In seventeenth century Portugal, two young Jesuit priests, Father Rodrigues (Andrew Garfield) and Father Garrpe (Adam Driver), set themselves a difficult mission – to travel to Japan in search of their old tutor, Father Ferreira (Liam Neeson), who disappeared whilst trying to convert the locals to Christianity. Rumour has come back that Ferreira has ‘apostatised’ – renounced his faith – and is now living the life of a Buddhist under the watchful gaze of his captors. The young priests refuse to believe that this can be the case and they set off on the perilous journey to Japan, knowing that from the minute they arrive they will be in grave danger. Christians are hated there and are cruelly tortured and executed in large numbers. But that’s not to say that the film is necessarily pro (or anti) Christian; indeed, questions are raised about the very nature of missionary work, and the religious zeal that prompts people to try to force others to accept their ‘truth’.

Silence is a powerful slow-burner of a film, that certainly won’t be to everyone’s taste. It takes a while to unfold an intriguing story and with a running time of two hours and forty-five minutes, it will undoubtedly test the patience of many; but there’s a great deal here to enjoy – the ravishing cinematography of Rodrigo Prieto, Dante Feretti’s costume design and a superb central performance by Andrew Garfield, clearly delivering on a role that’s a bit of a stretch from his earlier turn as Spiderman.
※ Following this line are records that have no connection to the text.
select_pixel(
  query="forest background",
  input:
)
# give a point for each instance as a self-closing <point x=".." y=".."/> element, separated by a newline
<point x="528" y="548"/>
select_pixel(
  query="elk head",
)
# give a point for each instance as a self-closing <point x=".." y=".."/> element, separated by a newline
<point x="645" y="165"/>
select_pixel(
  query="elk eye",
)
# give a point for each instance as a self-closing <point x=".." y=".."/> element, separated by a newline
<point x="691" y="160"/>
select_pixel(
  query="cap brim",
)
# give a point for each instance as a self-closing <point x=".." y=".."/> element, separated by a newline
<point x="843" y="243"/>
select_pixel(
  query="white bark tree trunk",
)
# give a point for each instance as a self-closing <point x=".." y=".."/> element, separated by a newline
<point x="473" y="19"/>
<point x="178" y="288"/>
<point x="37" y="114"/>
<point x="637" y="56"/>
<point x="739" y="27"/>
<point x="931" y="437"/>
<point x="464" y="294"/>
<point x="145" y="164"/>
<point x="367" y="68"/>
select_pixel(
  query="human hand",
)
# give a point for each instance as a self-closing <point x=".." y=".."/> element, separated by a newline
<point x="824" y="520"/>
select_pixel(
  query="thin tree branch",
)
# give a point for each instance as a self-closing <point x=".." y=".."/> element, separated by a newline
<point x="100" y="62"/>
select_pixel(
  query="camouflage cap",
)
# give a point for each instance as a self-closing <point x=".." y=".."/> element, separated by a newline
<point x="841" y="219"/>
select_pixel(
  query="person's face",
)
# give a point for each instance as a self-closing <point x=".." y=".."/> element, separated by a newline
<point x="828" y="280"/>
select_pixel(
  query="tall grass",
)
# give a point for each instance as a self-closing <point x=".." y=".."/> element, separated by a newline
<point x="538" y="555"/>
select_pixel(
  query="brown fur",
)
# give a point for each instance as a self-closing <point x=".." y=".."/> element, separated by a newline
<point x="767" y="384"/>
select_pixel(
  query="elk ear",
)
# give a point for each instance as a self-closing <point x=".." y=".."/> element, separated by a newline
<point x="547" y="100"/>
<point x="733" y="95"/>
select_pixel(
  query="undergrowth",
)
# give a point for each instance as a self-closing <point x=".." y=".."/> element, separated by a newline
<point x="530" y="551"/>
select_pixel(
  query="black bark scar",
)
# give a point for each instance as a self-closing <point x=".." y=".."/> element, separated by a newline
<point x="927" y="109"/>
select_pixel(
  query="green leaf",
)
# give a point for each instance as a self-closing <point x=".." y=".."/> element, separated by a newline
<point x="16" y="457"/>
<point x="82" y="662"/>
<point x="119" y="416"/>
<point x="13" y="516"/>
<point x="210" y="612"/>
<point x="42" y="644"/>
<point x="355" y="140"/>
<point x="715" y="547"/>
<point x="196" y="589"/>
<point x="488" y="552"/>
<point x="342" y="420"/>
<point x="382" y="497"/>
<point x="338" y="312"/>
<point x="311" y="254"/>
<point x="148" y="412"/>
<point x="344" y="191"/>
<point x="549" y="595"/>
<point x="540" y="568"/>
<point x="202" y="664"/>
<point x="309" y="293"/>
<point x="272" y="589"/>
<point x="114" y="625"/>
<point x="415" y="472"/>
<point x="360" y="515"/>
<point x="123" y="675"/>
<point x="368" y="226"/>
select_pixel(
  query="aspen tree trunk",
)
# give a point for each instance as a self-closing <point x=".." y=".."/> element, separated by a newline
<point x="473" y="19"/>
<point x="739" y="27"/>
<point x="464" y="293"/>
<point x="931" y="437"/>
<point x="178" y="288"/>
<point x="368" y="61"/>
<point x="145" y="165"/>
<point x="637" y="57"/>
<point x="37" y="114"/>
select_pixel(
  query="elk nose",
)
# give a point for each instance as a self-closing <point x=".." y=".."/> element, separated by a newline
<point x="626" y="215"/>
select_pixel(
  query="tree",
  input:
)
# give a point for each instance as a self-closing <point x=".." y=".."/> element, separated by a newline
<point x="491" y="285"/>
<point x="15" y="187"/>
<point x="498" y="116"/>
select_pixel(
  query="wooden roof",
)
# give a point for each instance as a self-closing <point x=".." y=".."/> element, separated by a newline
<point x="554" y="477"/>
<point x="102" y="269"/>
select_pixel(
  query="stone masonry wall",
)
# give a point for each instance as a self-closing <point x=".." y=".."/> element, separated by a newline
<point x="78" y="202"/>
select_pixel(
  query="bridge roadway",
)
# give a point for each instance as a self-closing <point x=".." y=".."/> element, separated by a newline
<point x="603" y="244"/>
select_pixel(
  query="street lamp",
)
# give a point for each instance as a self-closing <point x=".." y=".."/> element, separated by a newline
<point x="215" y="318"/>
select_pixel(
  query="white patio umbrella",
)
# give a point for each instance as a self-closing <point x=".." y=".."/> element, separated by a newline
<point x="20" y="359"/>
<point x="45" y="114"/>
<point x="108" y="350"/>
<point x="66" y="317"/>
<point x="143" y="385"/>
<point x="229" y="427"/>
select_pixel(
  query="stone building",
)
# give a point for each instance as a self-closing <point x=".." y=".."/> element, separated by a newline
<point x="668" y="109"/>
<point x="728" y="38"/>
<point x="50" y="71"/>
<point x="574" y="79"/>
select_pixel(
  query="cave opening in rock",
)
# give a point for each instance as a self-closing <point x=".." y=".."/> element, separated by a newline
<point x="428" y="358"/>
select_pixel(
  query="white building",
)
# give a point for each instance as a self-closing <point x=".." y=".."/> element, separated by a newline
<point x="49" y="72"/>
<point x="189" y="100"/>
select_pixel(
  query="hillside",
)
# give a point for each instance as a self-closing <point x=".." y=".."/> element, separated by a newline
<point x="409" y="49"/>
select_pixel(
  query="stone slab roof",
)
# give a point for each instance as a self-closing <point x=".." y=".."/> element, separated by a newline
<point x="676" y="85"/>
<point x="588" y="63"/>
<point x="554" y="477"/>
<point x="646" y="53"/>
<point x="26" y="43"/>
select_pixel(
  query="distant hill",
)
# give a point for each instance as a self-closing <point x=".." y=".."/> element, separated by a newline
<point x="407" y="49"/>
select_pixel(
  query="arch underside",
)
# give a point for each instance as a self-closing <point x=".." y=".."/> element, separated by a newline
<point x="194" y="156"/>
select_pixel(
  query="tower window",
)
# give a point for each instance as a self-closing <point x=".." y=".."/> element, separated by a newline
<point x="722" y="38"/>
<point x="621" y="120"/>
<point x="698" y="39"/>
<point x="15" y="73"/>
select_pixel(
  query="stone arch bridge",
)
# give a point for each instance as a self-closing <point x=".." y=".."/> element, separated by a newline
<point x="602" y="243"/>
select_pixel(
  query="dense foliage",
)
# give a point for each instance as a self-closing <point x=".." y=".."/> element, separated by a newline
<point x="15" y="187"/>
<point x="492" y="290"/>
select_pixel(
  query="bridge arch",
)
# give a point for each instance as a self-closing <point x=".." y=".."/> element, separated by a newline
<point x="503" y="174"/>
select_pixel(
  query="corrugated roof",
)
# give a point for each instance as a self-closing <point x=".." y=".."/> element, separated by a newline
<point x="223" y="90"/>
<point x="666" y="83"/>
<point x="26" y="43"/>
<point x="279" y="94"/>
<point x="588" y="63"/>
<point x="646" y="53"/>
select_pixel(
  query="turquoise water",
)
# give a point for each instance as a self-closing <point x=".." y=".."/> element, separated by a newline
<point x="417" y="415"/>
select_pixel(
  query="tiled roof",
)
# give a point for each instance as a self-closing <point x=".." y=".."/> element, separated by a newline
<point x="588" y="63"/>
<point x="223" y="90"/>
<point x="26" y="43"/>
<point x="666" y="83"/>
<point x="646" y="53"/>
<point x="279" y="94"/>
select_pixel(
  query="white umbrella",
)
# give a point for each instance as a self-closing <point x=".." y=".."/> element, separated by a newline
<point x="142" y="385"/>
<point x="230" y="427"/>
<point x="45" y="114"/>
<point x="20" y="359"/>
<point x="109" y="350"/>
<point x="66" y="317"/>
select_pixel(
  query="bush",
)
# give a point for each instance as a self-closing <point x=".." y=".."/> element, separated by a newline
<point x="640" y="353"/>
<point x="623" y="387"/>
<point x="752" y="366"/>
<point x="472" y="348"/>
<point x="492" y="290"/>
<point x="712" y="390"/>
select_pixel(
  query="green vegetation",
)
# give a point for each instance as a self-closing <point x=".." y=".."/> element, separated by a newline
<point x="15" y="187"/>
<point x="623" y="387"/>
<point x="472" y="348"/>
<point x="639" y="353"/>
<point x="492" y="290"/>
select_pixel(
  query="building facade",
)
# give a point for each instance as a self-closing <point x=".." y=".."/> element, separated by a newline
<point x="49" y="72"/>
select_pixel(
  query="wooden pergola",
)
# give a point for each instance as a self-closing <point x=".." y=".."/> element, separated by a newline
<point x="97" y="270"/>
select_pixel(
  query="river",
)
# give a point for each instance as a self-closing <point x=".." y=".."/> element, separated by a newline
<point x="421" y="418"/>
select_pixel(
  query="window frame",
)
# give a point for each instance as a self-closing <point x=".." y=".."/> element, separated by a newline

Liam Neeson, now the go-to guy for any performance requiring gravitas, delivers his cameo role with aplomb and I particularly like Yosuke Kubozuka as the Jesuit’s guide, Kichijiro, a would-be Christian who continually betrays his chosen faith only to come scrabbling back seeking forgiveness through the act of confession.

There are also some scenes of terrible violence here; the unflinching depictions of the barbaric treatment meted out to those who refuse to renounce their faith are not for the faint-hearted. People are burned alive, crucified and drowned all in the name of religion.

As to the film’s central tenet – is there a God? – Scorcese (who himself trained as a priest before deciding to seek his absolution through celluloid) is wise enough to resist offering a definitive answer. In the end, it is left to the individual viewer to decide. But I would urge you to go and see this film. It may have taken a very long time to bring it to the screen, but in my opinion at least, it has been well worth the wait.